How Credit Card APR Really Works
Don’t let high interest rates drag you down.
So you know that your credit cards have an assigned interest rate. Hopefully you also know that whatever rate you’re being charged, it means that your purchases cost more over time with interest added.
But do you really know what that means for your debts and for your budget?
Becoming an APR expert will help you avoid credit card debt problems so you can truly control your financial life. Here’s everything you need to know to get ahead…
Fact: As of the end of 2011, the average credit card
APR for existing cards in the U.S. was 12.78%.
What is APR… really?
Credit card APR is the interest rate charged on debts you accrue from putting charges on plastic. The higher the APR, the faster interest builds.
To talk technically, APR is the “annual percentage rate” that gets applied to your debts. That actually includes interest and fees that apply every calendar year.
By contrast “periodic interest” is the interest rate applied to your debt each pay period. For most people, the pay period is a month, so if you take your APR and divide it by 12, that’s the interest charged on your debt at the end of every pay period.
If you have $1,000 on a credit card with 15% APR, how much interest will the interest charges be on your next bill?
(15% APR ÷ 12 months) x $1,000 = $12.50 Your minimum payment would be $20, so more than half of the money you pay goes to interest charges.
Different types of credit card APR
APR doesn’t just come in one flavor. In fact, most cards have a few different rates that can be applied to your account, depending on the type of activity on your account and a few other factors. Knowing when these rates get applied helps you plan ahead in how you pay back what you owe.
- APR for Purchases: This is the standard APR that gets applied to your debts when you make normal purchases with your credit card.
- Introductory APR: This type of APR gets applied for a limited time right after you open an account. It’s usually much lower than the standard APR for Purchases in order to entice you to sign up for a card.
- APR for Balance Transfers: This type of APR gets applied when you transfer the balance from a higher interest credit card to this card. This rate is important to note if you’re looking into DIY debt consolidation.
- APR for Cash Advance: This type of APR is applied when you take out a cash advance on your credit card. It is another type of transactional interest rate.
- Penalty APR: This is what creditors apply when you are late or miss a payment, pay less than the minimum amount required, or exceed your credit limit. It’s usually significantly higher. Terms vary on how long penalty APR can be applied, although most creditors will restore your normal rates after six consecutive on-time payments.
APR and minimum payment requirements
Your minimum monthly payments are typically calculated either as a small percentage of your debt (usually between 2%-5%) or using a formula that adds the monthly interest accrued interest to 1 percent of your balance.
In any case, most of what you pay each month goes to paying off the interest. Very little is used to reduce principal (the original debt owed).

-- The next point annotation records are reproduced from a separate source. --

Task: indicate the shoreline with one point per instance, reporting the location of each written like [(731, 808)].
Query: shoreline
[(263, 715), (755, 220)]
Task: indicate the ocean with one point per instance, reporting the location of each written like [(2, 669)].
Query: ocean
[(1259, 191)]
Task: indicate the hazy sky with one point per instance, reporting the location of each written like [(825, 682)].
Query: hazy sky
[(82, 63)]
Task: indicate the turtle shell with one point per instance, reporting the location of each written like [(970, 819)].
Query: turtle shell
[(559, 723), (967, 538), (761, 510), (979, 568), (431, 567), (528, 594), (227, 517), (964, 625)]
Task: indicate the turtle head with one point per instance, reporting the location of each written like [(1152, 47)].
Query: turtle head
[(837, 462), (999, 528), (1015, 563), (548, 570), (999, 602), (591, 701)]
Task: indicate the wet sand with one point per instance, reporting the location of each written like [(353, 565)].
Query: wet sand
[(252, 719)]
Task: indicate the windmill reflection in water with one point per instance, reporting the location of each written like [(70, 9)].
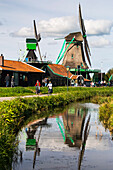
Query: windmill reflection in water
[(75, 129), (32, 143)]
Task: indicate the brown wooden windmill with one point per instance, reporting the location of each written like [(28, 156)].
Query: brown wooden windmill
[(75, 45)]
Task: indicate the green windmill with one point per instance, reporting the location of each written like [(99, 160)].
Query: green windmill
[(32, 44)]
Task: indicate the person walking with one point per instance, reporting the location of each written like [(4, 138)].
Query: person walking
[(37, 87), (7, 79), (12, 81), (50, 90)]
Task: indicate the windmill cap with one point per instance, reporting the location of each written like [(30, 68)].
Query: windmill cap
[(77, 35)]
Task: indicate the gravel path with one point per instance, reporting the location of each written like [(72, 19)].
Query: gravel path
[(11, 98)]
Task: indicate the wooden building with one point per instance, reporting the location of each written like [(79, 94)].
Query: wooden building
[(58, 74), (24, 74)]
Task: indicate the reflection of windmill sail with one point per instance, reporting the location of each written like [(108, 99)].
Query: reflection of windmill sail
[(86, 46), (86, 133), (72, 126), (37, 148)]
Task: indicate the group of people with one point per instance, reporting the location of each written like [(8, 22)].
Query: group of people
[(7, 81), (49, 85)]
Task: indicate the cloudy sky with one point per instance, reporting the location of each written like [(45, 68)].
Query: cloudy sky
[(55, 19)]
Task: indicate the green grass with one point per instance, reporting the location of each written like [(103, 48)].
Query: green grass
[(22, 91)]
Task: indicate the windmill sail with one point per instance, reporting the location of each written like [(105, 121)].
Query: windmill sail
[(82, 26)]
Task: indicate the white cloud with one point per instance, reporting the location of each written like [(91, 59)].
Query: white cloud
[(23, 32), (100, 43), (61, 26), (55, 27), (98, 27)]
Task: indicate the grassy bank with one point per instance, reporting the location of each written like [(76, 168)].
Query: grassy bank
[(14, 113), (22, 91)]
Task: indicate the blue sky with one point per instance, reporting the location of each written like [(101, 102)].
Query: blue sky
[(56, 19)]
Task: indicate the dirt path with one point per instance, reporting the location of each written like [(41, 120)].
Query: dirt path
[(11, 98)]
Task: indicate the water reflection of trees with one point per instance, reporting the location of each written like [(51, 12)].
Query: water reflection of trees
[(75, 128)]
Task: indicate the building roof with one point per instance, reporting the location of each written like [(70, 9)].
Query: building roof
[(59, 70), (11, 65), (77, 35)]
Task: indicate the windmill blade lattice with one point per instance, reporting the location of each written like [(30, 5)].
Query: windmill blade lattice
[(38, 38), (87, 50)]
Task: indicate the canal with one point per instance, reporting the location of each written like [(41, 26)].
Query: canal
[(71, 140)]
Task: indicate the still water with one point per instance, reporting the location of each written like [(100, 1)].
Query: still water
[(72, 140)]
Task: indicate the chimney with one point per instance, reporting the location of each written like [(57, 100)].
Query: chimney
[(1, 60)]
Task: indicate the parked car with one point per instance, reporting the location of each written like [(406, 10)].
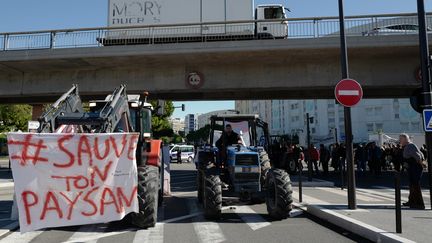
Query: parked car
[(187, 153), (394, 30)]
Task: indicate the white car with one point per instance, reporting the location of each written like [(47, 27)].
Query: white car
[(394, 30), (187, 153)]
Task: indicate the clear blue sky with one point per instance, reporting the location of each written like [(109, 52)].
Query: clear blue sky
[(25, 15)]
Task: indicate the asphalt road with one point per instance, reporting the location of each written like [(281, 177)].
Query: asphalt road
[(181, 220)]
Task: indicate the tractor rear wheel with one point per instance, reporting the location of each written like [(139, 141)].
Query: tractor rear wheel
[(265, 166), (148, 197), (200, 186), (279, 194), (212, 196)]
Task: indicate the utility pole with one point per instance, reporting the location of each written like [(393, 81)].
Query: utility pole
[(426, 83), (310, 172), (347, 114)]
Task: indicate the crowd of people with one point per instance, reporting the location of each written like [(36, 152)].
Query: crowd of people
[(367, 156), (397, 156)]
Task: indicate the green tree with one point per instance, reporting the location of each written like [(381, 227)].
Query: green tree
[(160, 124), (199, 135), (14, 117)]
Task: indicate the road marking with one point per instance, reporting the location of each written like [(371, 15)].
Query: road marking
[(425, 193), (182, 182), (349, 92), (309, 200), (296, 212), (17, 237), (192, 215), (208, 231), (183, 176), (344, 193), (377, 194), (251, 218), (92, 233), (154, 235), (176, 194), (7, 228)]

As a result, your balances decrease slowly, which means you stay in debt longer and pay more in interest.
In the Pop Quiz example the interest paid in that month was $12.50. In general, the minimum payment requirement will be anywhere from $20.00 – $30.00. So about 40% – 60% of your payment is going to interest. Even though you paid more, you only pay off $7.50 – $17.50.

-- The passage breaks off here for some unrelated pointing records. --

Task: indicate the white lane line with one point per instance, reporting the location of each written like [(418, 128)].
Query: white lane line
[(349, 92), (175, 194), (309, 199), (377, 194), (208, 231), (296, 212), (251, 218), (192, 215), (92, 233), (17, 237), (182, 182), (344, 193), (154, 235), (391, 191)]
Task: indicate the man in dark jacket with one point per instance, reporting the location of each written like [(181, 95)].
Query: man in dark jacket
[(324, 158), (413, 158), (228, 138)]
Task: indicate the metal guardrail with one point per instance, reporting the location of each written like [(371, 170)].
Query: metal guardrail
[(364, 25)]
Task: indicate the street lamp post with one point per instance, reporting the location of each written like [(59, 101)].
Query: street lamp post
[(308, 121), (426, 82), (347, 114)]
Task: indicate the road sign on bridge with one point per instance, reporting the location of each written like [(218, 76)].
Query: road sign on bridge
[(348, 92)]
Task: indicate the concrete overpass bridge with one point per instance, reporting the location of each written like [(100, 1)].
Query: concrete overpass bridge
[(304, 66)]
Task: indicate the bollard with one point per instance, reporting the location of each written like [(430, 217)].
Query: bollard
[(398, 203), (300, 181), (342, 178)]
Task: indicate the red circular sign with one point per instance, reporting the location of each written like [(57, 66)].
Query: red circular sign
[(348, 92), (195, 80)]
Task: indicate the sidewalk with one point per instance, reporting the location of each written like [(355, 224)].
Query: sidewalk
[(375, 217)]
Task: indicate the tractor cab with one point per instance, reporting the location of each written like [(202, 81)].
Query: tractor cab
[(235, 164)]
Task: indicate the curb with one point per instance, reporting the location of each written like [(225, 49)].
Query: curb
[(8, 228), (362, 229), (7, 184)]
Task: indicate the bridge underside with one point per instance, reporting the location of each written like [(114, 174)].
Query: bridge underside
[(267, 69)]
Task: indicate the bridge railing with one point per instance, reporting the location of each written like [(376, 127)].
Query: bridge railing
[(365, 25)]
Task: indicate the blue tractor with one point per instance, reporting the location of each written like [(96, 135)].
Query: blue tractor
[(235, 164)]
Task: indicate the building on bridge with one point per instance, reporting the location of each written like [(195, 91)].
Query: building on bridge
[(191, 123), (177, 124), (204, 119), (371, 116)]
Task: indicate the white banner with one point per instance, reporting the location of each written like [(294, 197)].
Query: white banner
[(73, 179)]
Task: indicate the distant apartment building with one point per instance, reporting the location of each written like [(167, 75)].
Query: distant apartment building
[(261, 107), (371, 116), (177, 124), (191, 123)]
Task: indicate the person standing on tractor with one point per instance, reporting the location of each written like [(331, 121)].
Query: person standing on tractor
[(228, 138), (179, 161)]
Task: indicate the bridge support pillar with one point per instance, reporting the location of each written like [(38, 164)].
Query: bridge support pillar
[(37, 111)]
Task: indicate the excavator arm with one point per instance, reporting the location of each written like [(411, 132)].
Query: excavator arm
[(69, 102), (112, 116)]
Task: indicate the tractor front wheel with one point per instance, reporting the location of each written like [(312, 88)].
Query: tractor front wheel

The issue of high debt & high interest
So even in good circumstances, if you’re only making the minimum payments on your credit cards, then most of your payments are going to interest charges. But the situation is worse if you have a lot of debt – and the problems are only compounded if you miss a payment and penalty interest gets charged.
If you have $7,500 on a credit card with 19% APR, how much interest will you pay before you eliminate the debt if you just make minimum payments on a 2% payment schedule?
a) About $5,000
b) Around $10,000
c) Around $15,000
d) More than $25,000
If your minimum payment schedule is 2% of your balance, then you will pay $26,397.73 in interest charges before you eliminate the debt!
d) More than $25,000
So you’re actually paying more than three times the original debt in added interest charges! What’s worse, 19% isn’t actually a very high interest rate for penalty APR. If your penalty APR goes up to around 30% (which is pretty common), then you may end up making payments but watching your balance go up because you’re not even paying off all the interest accrued in that month.

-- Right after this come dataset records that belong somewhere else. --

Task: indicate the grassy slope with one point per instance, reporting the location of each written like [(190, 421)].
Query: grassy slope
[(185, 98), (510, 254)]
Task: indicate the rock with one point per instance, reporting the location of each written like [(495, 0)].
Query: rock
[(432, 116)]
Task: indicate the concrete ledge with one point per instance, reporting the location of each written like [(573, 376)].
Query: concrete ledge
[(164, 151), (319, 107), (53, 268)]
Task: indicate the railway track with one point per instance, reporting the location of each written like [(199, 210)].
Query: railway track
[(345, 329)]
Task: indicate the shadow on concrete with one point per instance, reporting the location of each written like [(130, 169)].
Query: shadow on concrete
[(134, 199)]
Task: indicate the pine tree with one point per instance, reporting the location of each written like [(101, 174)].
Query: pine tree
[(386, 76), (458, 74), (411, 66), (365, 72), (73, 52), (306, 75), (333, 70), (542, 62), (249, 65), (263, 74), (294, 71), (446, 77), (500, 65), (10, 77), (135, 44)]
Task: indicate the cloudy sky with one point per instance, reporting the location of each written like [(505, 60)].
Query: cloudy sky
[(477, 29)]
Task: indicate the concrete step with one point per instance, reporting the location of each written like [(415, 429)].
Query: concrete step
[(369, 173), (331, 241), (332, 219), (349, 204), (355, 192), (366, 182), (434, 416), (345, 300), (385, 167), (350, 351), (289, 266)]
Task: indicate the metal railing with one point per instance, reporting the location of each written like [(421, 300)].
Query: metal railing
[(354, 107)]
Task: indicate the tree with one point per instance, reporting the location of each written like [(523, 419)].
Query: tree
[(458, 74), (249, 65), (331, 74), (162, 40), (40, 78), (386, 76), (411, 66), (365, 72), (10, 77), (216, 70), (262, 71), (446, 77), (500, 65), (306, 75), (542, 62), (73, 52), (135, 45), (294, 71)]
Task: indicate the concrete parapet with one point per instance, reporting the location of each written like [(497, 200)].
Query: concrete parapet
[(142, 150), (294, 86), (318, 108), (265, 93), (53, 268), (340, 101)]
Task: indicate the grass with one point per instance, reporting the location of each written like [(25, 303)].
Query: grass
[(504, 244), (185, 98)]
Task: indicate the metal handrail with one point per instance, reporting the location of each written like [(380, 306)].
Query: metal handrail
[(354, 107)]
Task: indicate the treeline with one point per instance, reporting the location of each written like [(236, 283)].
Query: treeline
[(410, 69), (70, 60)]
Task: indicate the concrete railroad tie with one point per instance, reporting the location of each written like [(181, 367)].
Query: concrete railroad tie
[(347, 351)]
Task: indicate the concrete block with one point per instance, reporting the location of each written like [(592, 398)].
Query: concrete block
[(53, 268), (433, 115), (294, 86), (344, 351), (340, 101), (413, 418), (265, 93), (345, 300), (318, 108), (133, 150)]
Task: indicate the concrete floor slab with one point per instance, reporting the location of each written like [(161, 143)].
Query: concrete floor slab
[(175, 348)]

How is it even possible to get ahead?
Simple: you pay more than the minimums. The more you pay each month, the more of the actual debt you eliminate.
So from the original example, if your interest charges are $12.50 and you make the minimum payment, then most of what you pay goes to interest. But if you pay $100, then you’ve shaved a nice chunk off the original debt.
With that in mind, you should strategically plan how to pay off your credit cards. Using a debt calculator to plan out your payments can help.
If your interest rates are too high to make progress with bigger payments, then you also need to consider consolidating to reduce the interest rate. This is vital, because when you lower the interest rate, more of your payments go to eliminating the actual debt.